Un giorno, l’Uomo che pulisce salva dalle acque del lago la Ragazza col ciuffo viola, aspirante suicida. Fra i 2 si instaura un legame particolare: lui assume il ruolo di protettore e di salvatore, lei è sopraffatta dai genitori intransigenti e distanti. Le vite dell’Uomo, della Cacciatrice e della Ragazza scorrono su precisi binari verso la rovina e Donato Carrisi ci mostra come, quando e cosa può averli spinti su quei binari. Vediamo come l’assassino sia stato profondamente segnato dagli abusi subìti da piccolo per mano della madre; abusi che con ogni probabilità lo hanno condotto alla follia.
Nel suo squallido, asettico appartamento conduce un’esistenza tanto regolare quanto invisibile: parla spesso con Micky, l’uomo inesistente che vive dietro una porta (da lui stesso dipinta di verde) e sarebbe l’ideatore dei suoi crimini. È uno scrupoloso pianificatore, un assassino senza scrupoli, uno stalker. Eppure non teme di gettarsi nel lago pur di salvare la Ragazza col ciuffo viola; senza riuscire, peraltro, a dare una spiegazione al proprio gesto.
Ed è in quella stessa, unica, irripetibile pulsione d’altruismo che commette l’errore che porterà la Cacciatrice di mosche sulle sue tracce. La quale, dal canto suo, soffre di depressione: suo figlio è in carcere per l’omicidio della sua ragazza e lei non riesce a farsene una ragione. Ha abbandonato suo marito, vive nello scantinato della casa degli orrori (quella dove suo figlio ha commesso l’omicidio) e il suo unico scopo è difendere le donne dai soprusi e vagare per la città lasciando volantini di soccorso per donne abusate.
La Ragazza col ciuffo viola, invece, vive in una delle ville lungo il lago ed è figlia di una ricca famiglia i cui genitori, impegnati a salvare le apparenze, vivono una vita che lei detesta. Ha solo 13 anni, ma finisce in un giro di prostituzione gestito dal suo ragazzo. L’unico che si presta a soccorrerla, per tirarla fuori dal disastro in cui è precipitata, è un uomo ancora più malvagio di chi abusa di lei.

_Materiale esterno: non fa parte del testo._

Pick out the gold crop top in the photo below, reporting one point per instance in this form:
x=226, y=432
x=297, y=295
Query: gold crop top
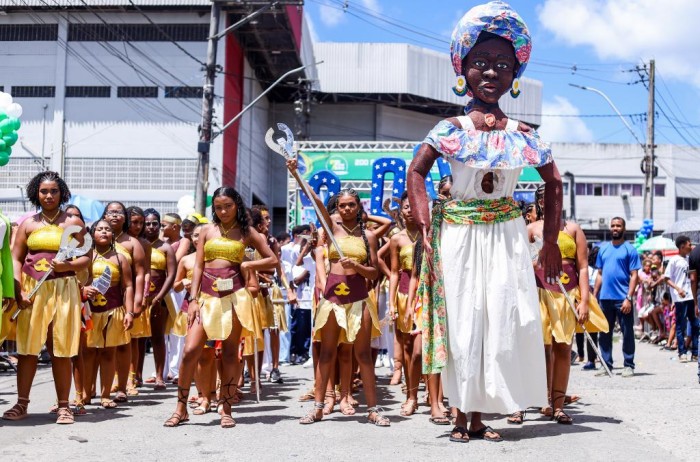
x=45, y=238
x=567, y=246
x=99, y=265
x=406, y=257
x=121, y=250
x=352, y=246
x=158, y=261
x=221, y=248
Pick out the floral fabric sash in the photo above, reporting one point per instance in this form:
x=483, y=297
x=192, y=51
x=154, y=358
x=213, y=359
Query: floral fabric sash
x=431, y=288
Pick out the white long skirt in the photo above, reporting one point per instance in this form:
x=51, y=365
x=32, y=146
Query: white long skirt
x=494, y=334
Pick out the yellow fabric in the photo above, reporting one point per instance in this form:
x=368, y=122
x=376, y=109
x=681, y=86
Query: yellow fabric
x=558, y=320
x=158, y=261
x=348, y=317
x=401, y=304
x=99, y=265
x=352, y=246
x=123, y=251
x=406, y=257
x=8, y=328
x=280, y=315
x=222, y=248
x=56, y=302
x=45, y=238
x=108, y=329
x=217, y=314
x=567, y=246
x=266, y=312
x=142, y=325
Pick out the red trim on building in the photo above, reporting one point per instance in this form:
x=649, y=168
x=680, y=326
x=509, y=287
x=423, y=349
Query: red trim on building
x=233, y=104
x=295, y=15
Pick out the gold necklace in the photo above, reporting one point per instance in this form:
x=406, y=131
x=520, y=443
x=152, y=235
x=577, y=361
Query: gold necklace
x=224, y=231
x=102, y=254
x=350, y=232
x=49, y=221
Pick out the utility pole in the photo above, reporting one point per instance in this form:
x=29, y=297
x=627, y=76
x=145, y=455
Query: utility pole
x=200, y=193
x=649, y=158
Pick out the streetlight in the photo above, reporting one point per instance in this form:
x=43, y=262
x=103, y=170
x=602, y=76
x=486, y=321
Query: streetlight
x=649, y=176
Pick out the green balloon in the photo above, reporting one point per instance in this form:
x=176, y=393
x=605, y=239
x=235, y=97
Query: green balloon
x=5, y=126
x=10, y=138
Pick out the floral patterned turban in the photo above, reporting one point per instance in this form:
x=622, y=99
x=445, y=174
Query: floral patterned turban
x=497, y=18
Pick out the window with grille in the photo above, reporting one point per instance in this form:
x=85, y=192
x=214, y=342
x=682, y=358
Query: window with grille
x=130, y=174
x=33, y=92
x=28, y=32
x=137, y=92
x=183, y=92
x=138, y=32
x=686, y=203
x=88, y=92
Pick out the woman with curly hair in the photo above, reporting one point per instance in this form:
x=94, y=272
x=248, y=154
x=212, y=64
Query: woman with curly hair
x=220, y=305
x=52, y=316
x=345, y=312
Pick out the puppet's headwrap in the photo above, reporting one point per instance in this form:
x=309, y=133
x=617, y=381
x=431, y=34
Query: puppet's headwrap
x=498, y=18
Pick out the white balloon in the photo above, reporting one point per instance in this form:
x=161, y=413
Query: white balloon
x=5, y=99
x=14, y=110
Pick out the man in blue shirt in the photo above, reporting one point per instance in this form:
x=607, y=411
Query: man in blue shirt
x=617, y=262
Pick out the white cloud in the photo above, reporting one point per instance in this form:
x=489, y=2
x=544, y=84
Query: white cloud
x=330, y=15
x=631, y=30
x=563, y=129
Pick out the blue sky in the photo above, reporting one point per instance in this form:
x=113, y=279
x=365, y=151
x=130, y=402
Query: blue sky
x=593, y=43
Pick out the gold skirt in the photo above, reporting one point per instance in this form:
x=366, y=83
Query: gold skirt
x=216, y=314
x=177, y=320
x=559, y=322
x=8, y=328
x=108, y=329
x=348, y=316
x=58, y=303
x=142, y=325
x=401, y=304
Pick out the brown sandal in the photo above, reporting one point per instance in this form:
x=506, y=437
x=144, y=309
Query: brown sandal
x=311, y=416
x=561, y=417
x=65, y=416
x=379, y=419
x=329, y=403
x=175, y=420
x=18, y=411
x=409, y=408
x=516, y=418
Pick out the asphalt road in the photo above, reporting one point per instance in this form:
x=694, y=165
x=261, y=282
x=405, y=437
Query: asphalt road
x=650, y=416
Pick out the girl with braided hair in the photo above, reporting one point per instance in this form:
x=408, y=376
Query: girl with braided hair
x=133, y=251
x=346, y=313
x=52, y=316
x=220, y=304
x=163, y=268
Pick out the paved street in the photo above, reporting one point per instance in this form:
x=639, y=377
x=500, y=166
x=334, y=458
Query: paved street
x=650, y=416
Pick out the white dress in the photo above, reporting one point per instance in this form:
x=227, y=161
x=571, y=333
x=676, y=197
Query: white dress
x=494, y=334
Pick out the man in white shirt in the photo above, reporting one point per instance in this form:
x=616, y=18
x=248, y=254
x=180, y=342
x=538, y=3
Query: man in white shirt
x=678, y=280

Il titolo del film, Io sono l’abisso, si riferisce alla frase che il killer pronuncia a una delle sue vittime prima di ucciderla; ma potrebbe riguardare tutta l’umanità che compare in questa vicenda: le più diverse solitudini che s’incrociano lungo il corso del tempo, sbiadendo nei ricordi e lasciando come unica traccia il male. Rispetto agli altri film di Carrisi, qui non c’è un enigma da risolvere né particolari scene splatter. I ritmi sono molto lenti, la colonna sonora si concentra sui suoni dell’acqua, le inquadrature sono inclinate e i dialoghi alquanto scarni.
L’eccessiva quantità dei temi trattati (abuso nei confronti dei minori, violenza sulle donne, circolarità del male, invisibilità delle solitudini, acqua intesa come simbolo di rinascita ma anche di morte e di desolazione…) non consente mai al film di decollare come dovrebbe. Perfino i protagonisti (è così anche nel romanzo) sono volutamente anonimi, perchè sono solo un mezzo per raccontare una storia dove non c’è luce, nessuno è felice e pare impossibile scorgere un lieto fine.